It’s hard to believe, but Iowa is a more dangerous state than Florida where drunk driving is concerned. MADD knows it, the NHTSB knows it, and the state lawmakers are ready to do something about it. Considering national drunk driving fatality rates are up 14%, now is the time to act. One of the best ways to get a better hold on drunk driving is with a new law that requires Iowa ignition interlock devices for all OWI offenders.
Currently an Iowa ignition interlock device is only required for some OWI convictions.
We see a few standard ways that states hold drunk drivers accountable. In New Mexico, an offender’s vehicle can be impounded, and that state is looking at denying a convicted drunk driver the ability to purchase alcohol. That state also has an all-offender ignition interlock policy for drunk drivers, and has been a model state for the rest of the U.S. in the effectiveness of interlock programs. Other states, like Montana, have 24/7 sobriety monitoring programs that require offenders to submit a breath sample periodically through the day into a device that doesn’t prevent them from driving.
All states have interlock requirements, but the Iowa ignition interlock penalty could increase this year, along with a 24/7 sobriety monitoring program. Two new bills were just introduced to the state legislature to require interlocks for all OWI offenders, along with sobriety monitoring twice daily.

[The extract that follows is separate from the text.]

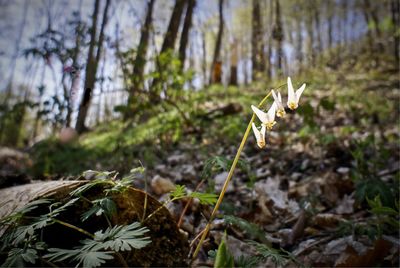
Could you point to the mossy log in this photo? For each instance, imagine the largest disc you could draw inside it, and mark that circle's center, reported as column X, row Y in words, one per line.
column 168, row 247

Ignition interlocks effectively prevent drunk driving incidents by disabling a vehicle if alcohol is detected. 24/7 sobriety monitoring cannot boast the same results. Iowa needs to increase the penalties for drunk driving so that the number of incidents can fall. Implementing the right policy for the crime is the key to solving that dilemma, but it is really just as simple as trusting the most reliable method of stopping drunk drivers in the act of driving drunk: ignition interlock devices.